Clause 18 - Conditional cautions
Criminal Justice Bill
10:30 am

Mr Simon Hughes (North Southwark and Bermondsey, Liberal Democrat)
I welcome the Solicitor-General, who will respond to the debate on this important part of the Bill. She has been courteous in making herself available and letting us have supporting documents, as well as supportive of the idea of conditional cautions. I hope that she will consider the amendments in the same spirit, because we want the system to work well.
The amendments relate to subsection (1), which states that people who are authorised—I shall return to who that is later—
''may give a conditional caution to a person aged 18 or over''
if certain requirements are met. Those requirements are set out in clause 19, which we shall come to.

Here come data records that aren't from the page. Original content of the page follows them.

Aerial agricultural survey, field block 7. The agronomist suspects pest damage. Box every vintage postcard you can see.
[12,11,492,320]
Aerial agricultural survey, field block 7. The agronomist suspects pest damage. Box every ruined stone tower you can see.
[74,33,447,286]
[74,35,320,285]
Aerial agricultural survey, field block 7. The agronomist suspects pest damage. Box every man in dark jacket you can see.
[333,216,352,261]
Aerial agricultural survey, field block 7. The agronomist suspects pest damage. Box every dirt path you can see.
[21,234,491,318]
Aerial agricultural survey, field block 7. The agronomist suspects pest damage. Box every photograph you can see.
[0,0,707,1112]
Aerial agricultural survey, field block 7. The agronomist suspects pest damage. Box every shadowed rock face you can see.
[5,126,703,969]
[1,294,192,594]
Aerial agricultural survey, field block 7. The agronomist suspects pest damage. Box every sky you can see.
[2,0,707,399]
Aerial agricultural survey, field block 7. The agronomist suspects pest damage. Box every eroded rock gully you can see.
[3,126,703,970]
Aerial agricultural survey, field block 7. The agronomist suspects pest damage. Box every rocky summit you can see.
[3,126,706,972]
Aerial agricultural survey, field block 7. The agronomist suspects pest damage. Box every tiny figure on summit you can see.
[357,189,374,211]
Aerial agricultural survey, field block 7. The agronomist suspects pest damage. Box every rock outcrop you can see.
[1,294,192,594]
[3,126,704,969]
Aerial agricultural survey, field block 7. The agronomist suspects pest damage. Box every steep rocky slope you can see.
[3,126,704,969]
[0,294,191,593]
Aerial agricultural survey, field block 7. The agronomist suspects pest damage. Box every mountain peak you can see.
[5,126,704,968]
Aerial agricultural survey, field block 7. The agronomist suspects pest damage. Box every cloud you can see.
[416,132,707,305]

The background to the amendment is that the use of cautions has declined because they have been regarded as less effective, often by police, and society at large regards them as inadequate. The amendment would build back in another stage of options. The caution simpliciter would be at the bottom of the league of those responses that count but do not put a person on the criminal justice ladder. Conditional cautions would give people a telling off and require them to do something as a result, and if they did not, certain consequences would follow. People are always shouting for bigger penalties and more effective remedies, and conditional cautions give us a range of such remedies.
Amendment No. 141—again, I am happy to discuss the drafting—seeks to make it clear that conditional cautions are in respect of an offence, but in place of
criminal proceedings. We talk about the criminal justice system being weighed down with paperwork, and the Solicitor-General and I have sat through too many meetings discussing the fact that there are not enough police in our borough, and we have the same discussion again this year. The problem arises partly because officers spend so much time doing paperwork, and I am keen to ensure that we do not lock everyone who needs to be rebuked into a long and bureaucratic criminal justice process.
People must be clear about the principle. We are talking about a way of getting people to undertake to behave themselves that does not involve giving them a criminal record. We must be careful about giving criminal records to people as they are growing up and going through a stage of challenging society, because they are not really criminals in the wider sense. Such people might get carried away after a 21st birthday party on a Friday night and, ideally, we should try to keep them out of the criminal justice system. That is what amendment No. 141 is about. It would make it clear that conditional cautions were to be used instead of, rather than as the first step in, criminal proceedings.
Amendment No. 142 would ensure that a code of practice set out the conditions that could be applied to a caution. They could be varied in the light of experience, but the range must be known in advance. They need not be so tightly defined as to be inflexible, and I am in favour of their being more widely defined where appropriate. However, Parliament should approve the range of conditions, which is the reason for the amendment.